If Hollywood applies this standard consistently, it will exclude wonderful, qualified actors from playing all sorts of roles that they would hit out of the park, and which could actually validate the experiences of many people.
All that would be denied to placate a faux morality that serves no one.
It’s worth noting that fake PC morality is extremely new, even for Hollywood. About 25 years ago, Tom Hanks (a straight man) achieved critical success playing the role of a gay man with AIDS in the 1993 film “Philadelphia.” His partner in the film was played by Antonio Banderas—also a straight man.
At the time, the gay community lauded the film as a critical milestone. But today? Political correctness would demand Hanks and Banderas step aside. How dare they speak for gays?
The left seizes upon “identity” for an understandable reason: Such groups really do share common experiences. Being black, white, man, and woman really does make a difference in our lives.
But the left ought to peel back more layers and see that within those “identity” groups, there is still a great diversity of experience, not to mention diversity of opinion.

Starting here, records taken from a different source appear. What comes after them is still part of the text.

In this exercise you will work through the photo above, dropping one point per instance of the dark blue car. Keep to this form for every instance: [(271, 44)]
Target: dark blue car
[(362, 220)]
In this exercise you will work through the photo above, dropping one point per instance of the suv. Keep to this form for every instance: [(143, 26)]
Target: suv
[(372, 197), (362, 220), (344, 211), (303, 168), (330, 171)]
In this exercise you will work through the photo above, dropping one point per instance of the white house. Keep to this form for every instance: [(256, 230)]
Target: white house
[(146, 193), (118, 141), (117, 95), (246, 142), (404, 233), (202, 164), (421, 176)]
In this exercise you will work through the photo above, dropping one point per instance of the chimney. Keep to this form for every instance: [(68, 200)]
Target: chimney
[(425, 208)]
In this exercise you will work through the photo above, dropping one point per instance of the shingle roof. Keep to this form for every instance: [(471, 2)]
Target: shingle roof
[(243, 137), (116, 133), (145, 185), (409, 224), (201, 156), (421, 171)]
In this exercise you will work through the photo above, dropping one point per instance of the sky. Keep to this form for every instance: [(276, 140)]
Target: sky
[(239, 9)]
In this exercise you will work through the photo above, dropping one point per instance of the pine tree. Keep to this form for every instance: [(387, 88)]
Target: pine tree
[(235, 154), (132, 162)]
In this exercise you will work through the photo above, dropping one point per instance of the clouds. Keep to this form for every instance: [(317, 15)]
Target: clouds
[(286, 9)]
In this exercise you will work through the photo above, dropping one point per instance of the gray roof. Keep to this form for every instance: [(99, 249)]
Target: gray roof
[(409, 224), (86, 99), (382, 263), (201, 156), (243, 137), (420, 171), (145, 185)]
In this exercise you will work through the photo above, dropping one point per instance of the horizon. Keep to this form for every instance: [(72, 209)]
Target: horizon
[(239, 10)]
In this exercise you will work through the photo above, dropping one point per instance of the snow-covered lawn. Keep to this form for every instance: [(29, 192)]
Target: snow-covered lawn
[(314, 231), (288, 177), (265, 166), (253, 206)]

Ultimately, there are as many narratives as there are individuals. As psychologist Jordan Peterson has pointed out, identity politics really should just break down into individualism.
The fundamental truth we need to embrace is that we are, at the same time, individuals and human beings. Our individuality makes our stories unique. Yet our humanity—our being made in the image of God—gives us a common reference point. It allows us to sympathize with, empathize with, and in a limited but real way, enter into each other’s experiences.
Our humanity is the bridge that links our diverse lives.
The left used to champion such a universal vision. “We’re all God’s children,” they would say. Now, not so much. We are instead hopelessly siphoned off from each other’s experiences.
Unless Hollywood begins to see political correctness for what it is—a fake morality that helps nobody—we can expect to see more blow-ups over “cis” and “straight” actors taking roles they apparently shouldn’t have, and more alienation between disparate “identity” groups.
That’s hardly a liberal utopia. Let’s hope Hollywood and the rest of our culture wakes up to the destruction that awaits if we embrace identity politics.